Pensaba haber cumplido con mis deberes de comentarista con el artículo de ayer sobre los Juegos Olímpicos de Pekín. Pero ante el despliegue de la ceremonia inaugural me veo obligado a volver sobre ellos, y sólo encuentro una palabra para describirlos: demasiado. Demasiado grandes, demasiado fastuosos, demasiado exorbitantes, demasiado enormes, tengo que decir, recurriendo al pleonasmo. Un auténtico ejercicio de desmesura. Para impresionarnos, no necesitaban escenificar, a base de hondas humanas, las olas del océano, las nebulosas siderales, la grandiosidad de las cordilleras, la majestuosidad de los desiertos, la arquitectura de las grandes urbes y el galopar del viento sobre las praderas.
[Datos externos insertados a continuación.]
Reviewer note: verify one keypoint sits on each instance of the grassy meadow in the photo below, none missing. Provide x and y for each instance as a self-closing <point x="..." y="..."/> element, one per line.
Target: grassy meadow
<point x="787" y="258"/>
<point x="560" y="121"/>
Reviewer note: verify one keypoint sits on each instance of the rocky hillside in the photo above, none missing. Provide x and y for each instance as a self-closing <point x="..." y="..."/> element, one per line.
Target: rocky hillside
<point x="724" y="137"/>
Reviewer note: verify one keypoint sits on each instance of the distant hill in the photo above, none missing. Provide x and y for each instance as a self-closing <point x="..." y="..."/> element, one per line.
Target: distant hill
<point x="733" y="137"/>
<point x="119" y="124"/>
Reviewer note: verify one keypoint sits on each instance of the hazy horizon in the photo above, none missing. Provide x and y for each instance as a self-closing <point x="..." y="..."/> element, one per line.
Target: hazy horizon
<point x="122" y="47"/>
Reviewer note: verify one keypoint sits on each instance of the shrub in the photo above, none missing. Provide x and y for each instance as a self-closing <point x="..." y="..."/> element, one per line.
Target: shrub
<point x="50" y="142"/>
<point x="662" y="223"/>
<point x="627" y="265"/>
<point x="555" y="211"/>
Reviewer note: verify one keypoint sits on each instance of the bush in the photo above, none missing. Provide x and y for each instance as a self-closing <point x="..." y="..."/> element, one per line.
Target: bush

Como para encender la llama no hubiese sido necesario que el atleta portador de ella recorriese la elipse del estadio colgado de un arnés.
Hubiese bastado que le elevasen hasta el punto de encendido. ¿Y qué me dicen ustedes de la llama sobre el pebetero? Aquello no era una llama olímpica. Aquello era la llamarada que corona la chimenea de unos altos hornos. ¿Y de los fuegos artificiales? Ya sabemos que los chinos inventaron la pólvora y que la cohetería se les da tanto o mejor que comer con palillos. Pero tampoco hacia falta que nos lo demostrasen de esa forma, dejando en ridículo a cuanto pueda venir al respecto en años venideros. Yo creía que todo en Estados Unidos era más grande, y en efecto, lo es comparado con Europa. Pero no había visto todavía lo de china. Un castizo diría «Tíos, os habéis pasao», pero como no sabe decirlo en chino, a ellos les trae sin cuidado. E incluso si se lo dijese en su idioma. Ellos lo único que querían era mostrar lo que puede hacerse en un país de mil trescientos millones de habitantes -cien millones arriba o abajo-, acostumbrados a obedecer y callar.
Me ha recordado el episodio que viví en el Berlín de antes del Muro -finales de los años cincuenta sería- con Kukunsky, corresponsal de Radio Moscú, con quien me llevaba bien. Creía yo ingenuamente que rusos y chinos eran uña y carne, y alabé a estos cuando, ante mi asombro, me advirtió que eran gente peligrosa. «Fíjate -me dijo-, que acompañé a una delegación soviética que iba a montar una fábrica allí. El lugar propuesto reunía las condiciones, pero tenía un defecto: la pequeña colina en medio, y así se lo dijeron nuestros ingenieros. Los chinos no dijeron nada, pero al día siguiente, cuando volvimos al lugar, la colina había desaparecido. ¡Y no tenían maquinaria pesada! Esa gente es de cuidado».
Es lo que deben haber pensado todos los dignatarios presentes en la ceremonia inaugural de los Juegos. China ha irrumpido en el escenario internacional, y viene para quedarse, no precisamente en un puesto secundario. De momento, nos ha obsequiado con los Juegos Olímpicos más monumentales que se hayan conocido. Luego, veremos. Pero si uno tuviera veinte años, tal vez pensara en ir aprendiendo chino.